Sports Floors Go Green

Sustainability isn't a buzzword anymore. Like other products, college and university facility professionals and their design teams have numerous sustainable products to choose from when it comes to sports floors.



Wood Floors

Lou Bosco, sales manager for Horner Flooring, says sustainable wood floors are receiving significant attention. "Our potential clients, particularly the architects and engineers responsible for specifying, want to know how environmentally responsible we are. The interest today is greater than it was five years ago."

Horner hardwood sports floors are certified as Smartwood, a component of the Forest Stewardship Council (FSC), which is in turn part of the worldwide Rain Forest Alliance. "Most of the lumber that we purchase comes from a small group of second- and third-generation landowners who respect and work the land as their families have for decades," Bosco says. "From the initial cutting to final production, we seek to maximize the yield from our wood while making sure that our manufacturing process has minimal impact on the environment. It's a message we share with potential purchasers in many ways."

Bosco notes that deciding whether or not to use a FSC-certified wood floor often comes down to cost. He says that these floors do cost more than using noncertified wood, but the cost is not that much when compared to the overall cost of a new facility.

John Ficks, the sales manager for Robbins Sports Surfaces, echoes Bosco's comment. "Installing a certified wood floor may result in a 10 percent or more up charge on materials, but it's really a small amount as part of the big picture. The college and university market is very price sensitive, and unfortunately using a FSC-certified wood floor may not make it based on budget. Clients that are striving for building certification under the U.S. Green Building Council's Leadership in Engineering and Environmental Design (LEED) program may look for credits in other areas."

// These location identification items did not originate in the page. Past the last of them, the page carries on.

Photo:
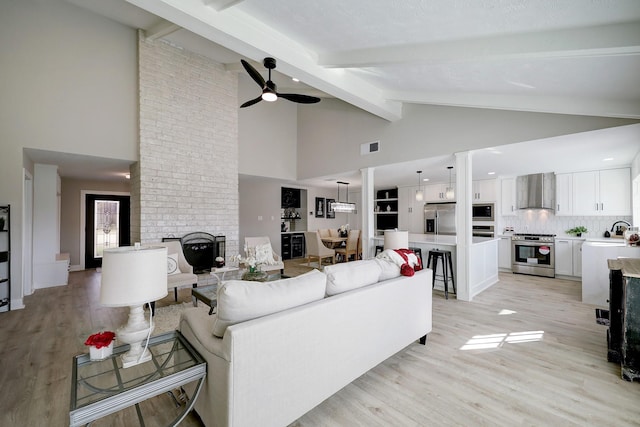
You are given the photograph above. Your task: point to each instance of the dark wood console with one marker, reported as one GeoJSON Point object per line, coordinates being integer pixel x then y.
{"type": "Point", "coordinates": [623, 335]}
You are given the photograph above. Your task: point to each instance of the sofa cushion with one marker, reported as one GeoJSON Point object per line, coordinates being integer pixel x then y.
{"type": "Point", "coordinates": [172, 264]}
{"type": "Point", "coordinates": [241, 300]}
{"type": "Point", "coordinates": [351, 275]}
{"type": "Point", "coordinates": [388, 269]}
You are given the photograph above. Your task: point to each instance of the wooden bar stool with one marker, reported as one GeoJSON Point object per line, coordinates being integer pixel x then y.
{"type": "Point", "coordinates": [447, 269]}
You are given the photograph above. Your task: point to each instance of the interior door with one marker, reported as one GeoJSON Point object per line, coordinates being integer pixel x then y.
{"type": "Point", "coordinates": [107, 226]}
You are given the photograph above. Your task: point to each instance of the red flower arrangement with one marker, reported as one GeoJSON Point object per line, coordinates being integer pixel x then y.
{"type": "Point", "coordinates": [101, 339]}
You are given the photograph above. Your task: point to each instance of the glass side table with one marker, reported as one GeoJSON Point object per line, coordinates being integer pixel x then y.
{"type": "Point", "coordinates": [100, 388]}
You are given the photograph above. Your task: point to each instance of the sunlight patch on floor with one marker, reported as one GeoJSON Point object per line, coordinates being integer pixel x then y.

In response to market demand, Robbins recently introduced a new product that the company is promoting to the college and university market. "The Maple Flooring Manufacturers Association (MFMA) has traditionally recommended 25/32-in.-thick or 33/32-in.-thick wood floors," Ficks states. "Robbins believed that the market was ready for a new dimension, and developed XL450, a 1/2-in.-thick wood floor that addresses client sustainability concerns. There is no difference in performance, and we're producing a very environmentally responsible product."

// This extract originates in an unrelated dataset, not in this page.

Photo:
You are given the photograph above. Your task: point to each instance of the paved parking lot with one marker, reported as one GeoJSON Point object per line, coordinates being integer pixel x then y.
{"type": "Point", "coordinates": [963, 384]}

According to Ficks, the XL450 floor is more sustainable because less lumber is required for manufacturing. The company can produce two units of the product from the same amount of lumber that would be required to produce one unit using the MFMA's standards. While XL450 is not produced using FSC-certified lumber at this time, Robbins will manufacture the product using Smartwood/FSC-certified lumber if demand for the product increases.



Composite and Synthetic Floors

"Our customers are very concerned about sustainability, particularly when it comes to the health and safety factors associated with 'green' products," says Tony Sain, marketing manager for Lonseal, Inc. "As one example, they want to know how a product will contribute to a facility's Indoor Air Quality (IAQ). We have a number of environmentally responsible products that can be used in a variety of sports installations."

One example is the company's LonEco product, which was introduced in 2001. "LonEco has an average of 50 percent recycled vinyl and wood powder as part of its composition, and emits 1,000 percent less volatile organic compounds (VOCs) than linoleum," Sain states. "This product also helps to meet LEED standards for MR4.1 and MR4.2, which is important for institutions seeking LEED certification for their buildings."

Sain says that a key focus is listening to the market and the sustainability concerns expressed by both current and potential customers. "We are continually looking for new products that will address the increasing interest that we see in sustainability. It's carrying on a focus that our company has had for many years."

Over at nora(r) Rubber Flooring, part of Freudenberg Building Systems, the company promotes not only the user benefits of its products, but the company's manufacturing and installation process, its environmental programs and the economic benefits of its products.

"Our rubber flooring is made from renewable natural rubber that is extracted from the sap of tropical rubber plants and synthetic rubber," states Carol Fudge, nora's(r) marketing manager. "This is a great solution for use in weight and locker rooms and around the perimeter of ice rinks where clients want a sustainable product."

Fudge also says that the company's Take-Back Program, the first of its kind in the U.S., enables customers to return unused or scrap material from an initial installation to the company for reuse in new products. This, coupled with the exact cutting that goes into the company's tile products, which are die cut, helps to ensure that nothing goes to waste.

"You'll find that Nora(r) rubber flooring lasts up to 30 years and requires low maintenance. This means that there is less pollution associated with cleaning and it has low VOCs - all of which contribute to a healthy indoor environment," concludes Fudge. "It is definitely a very green-friendly product."